Une ambition modeste : réconcilier l’homme avec sa condition

Ce qui soutient la position freudienne, c’est sa conception profondément réaliste de la psychanalyse. Pour Freud, l’analyste n’est pas un prophète, un sage, un mystique ou un guide spirituel. Il ne doit pas promettre une élévation, une révélation ou une transformation "supérieure". Freud se méfie des idéaux trop lumineux comme des discours mystiques ou religieux qui prétendent changer la nature humaine.

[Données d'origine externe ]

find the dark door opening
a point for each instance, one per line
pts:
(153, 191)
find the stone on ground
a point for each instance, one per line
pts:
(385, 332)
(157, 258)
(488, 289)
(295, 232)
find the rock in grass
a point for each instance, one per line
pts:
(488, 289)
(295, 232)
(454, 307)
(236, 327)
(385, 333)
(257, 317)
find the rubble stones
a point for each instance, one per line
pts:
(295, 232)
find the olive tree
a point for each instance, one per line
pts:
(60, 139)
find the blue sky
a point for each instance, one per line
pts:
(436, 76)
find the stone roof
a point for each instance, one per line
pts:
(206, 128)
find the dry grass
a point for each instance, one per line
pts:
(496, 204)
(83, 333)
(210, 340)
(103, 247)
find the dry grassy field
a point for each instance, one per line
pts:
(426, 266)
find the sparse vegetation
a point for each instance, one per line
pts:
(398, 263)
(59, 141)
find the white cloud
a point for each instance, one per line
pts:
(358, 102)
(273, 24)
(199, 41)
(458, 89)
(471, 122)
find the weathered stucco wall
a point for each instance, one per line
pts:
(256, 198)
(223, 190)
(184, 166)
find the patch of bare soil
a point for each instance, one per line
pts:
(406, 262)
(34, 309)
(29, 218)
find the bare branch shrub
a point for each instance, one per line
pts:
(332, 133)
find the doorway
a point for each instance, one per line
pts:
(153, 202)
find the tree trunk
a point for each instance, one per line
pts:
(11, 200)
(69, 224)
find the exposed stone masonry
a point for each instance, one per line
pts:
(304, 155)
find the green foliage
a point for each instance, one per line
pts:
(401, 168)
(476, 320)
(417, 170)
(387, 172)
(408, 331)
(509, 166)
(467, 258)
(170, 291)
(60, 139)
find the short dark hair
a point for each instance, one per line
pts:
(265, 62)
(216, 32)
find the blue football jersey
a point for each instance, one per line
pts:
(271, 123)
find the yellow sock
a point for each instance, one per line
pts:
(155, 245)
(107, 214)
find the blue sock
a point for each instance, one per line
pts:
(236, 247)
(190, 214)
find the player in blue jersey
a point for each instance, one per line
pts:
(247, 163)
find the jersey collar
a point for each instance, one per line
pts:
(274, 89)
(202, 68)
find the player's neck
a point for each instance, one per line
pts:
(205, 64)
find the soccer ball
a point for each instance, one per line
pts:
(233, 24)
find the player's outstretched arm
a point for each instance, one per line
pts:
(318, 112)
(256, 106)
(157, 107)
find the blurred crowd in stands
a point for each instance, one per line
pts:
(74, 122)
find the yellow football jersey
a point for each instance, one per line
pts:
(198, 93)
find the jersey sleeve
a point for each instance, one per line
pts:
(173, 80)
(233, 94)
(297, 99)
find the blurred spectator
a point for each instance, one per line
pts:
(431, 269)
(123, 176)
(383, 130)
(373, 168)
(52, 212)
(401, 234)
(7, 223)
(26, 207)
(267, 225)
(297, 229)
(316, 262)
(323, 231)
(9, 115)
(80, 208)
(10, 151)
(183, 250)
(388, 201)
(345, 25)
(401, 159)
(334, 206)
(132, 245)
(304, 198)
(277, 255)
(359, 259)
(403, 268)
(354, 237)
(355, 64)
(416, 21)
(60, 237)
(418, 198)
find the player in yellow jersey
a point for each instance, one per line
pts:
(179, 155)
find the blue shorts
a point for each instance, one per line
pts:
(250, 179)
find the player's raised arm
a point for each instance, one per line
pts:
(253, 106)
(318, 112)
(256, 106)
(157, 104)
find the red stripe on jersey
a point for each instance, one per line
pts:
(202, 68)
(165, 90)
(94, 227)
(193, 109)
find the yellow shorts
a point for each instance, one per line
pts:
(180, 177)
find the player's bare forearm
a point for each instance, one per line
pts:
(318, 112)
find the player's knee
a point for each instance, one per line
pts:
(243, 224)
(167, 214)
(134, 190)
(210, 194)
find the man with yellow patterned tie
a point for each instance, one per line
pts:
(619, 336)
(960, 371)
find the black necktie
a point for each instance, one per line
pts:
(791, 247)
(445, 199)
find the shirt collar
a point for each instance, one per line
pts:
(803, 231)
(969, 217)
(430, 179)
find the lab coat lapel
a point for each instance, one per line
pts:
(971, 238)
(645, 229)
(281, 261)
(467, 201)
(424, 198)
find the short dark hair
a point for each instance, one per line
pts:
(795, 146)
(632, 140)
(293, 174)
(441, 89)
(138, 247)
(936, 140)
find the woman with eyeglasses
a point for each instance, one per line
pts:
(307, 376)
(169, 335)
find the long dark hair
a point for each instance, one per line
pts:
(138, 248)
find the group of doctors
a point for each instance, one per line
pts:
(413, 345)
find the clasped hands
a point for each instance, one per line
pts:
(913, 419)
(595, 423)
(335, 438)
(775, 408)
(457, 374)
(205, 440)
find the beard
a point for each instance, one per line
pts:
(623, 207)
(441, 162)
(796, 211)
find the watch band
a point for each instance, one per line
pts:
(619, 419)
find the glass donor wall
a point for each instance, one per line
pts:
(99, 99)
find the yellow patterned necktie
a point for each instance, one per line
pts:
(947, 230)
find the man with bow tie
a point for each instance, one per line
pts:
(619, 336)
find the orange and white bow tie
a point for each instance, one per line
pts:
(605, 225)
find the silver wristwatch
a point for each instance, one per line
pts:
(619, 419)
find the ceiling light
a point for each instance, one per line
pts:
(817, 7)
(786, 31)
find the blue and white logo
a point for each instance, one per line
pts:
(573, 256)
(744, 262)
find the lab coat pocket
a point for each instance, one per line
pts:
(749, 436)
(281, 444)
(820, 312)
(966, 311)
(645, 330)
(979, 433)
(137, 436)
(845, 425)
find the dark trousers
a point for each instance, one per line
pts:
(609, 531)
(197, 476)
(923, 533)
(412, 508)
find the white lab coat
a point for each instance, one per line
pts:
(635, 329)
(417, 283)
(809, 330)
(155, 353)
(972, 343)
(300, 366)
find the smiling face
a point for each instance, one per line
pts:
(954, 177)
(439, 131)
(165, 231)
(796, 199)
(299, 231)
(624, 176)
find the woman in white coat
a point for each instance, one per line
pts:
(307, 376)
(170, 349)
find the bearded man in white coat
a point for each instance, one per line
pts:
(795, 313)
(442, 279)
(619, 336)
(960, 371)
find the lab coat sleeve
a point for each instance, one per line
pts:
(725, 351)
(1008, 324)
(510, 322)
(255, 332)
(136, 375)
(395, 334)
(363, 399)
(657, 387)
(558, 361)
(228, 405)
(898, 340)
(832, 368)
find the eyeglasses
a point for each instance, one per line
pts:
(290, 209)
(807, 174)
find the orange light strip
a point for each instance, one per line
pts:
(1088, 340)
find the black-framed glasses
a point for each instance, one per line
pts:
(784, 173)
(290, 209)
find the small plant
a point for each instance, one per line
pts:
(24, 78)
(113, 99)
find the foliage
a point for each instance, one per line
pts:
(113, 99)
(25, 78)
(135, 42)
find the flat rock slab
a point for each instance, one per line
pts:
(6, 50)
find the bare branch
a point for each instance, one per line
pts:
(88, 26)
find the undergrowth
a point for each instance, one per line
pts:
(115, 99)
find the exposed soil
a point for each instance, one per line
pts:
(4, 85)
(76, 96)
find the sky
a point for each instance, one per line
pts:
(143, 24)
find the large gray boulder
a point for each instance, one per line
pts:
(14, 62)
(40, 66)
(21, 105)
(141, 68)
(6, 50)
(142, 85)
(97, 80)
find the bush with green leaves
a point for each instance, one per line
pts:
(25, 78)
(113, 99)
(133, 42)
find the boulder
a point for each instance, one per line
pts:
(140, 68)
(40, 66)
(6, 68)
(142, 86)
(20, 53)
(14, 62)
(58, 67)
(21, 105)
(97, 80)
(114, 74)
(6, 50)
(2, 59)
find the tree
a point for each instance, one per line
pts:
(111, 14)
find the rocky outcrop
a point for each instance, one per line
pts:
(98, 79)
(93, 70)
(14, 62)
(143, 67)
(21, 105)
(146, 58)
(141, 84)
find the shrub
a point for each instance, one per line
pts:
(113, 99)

La psychanalyse vise autre chose :aider l’homme à faire la paix avec ce qu’il est, avec son histoire, ses désirs, ses conflits.

Il ne s’agit ni de purifier l’âme, ni d’atteindre une sagesse absolue, mais de lever les entraves inconscientes pour permettre à chacun de choisir plus librement sa vie.


Le métier de psychanalyste : humilité et précision

Freud rappelle à plusieurs reprises que le psychanalyste doit rester à sa place : dans son fauteuil, attentif, lucide, ancré dans le réel. Pas question de s’embarquer vers les étoiles, les utopies sociales ou les mythes fondateurs. L’ambition est plus modeste, mais essentielle :

Permettre au patient de comprendre ce qui le détermine, pour qu’il retrouve la liberté de décider ce qui l’oriente.

Cette modestie, loin de réduire la portée de la psychanalyse, garantit son cadre : elle accompagne l’humain dans ses zones les plus intimes, en respectant sa réalité, son histoire et ses limites.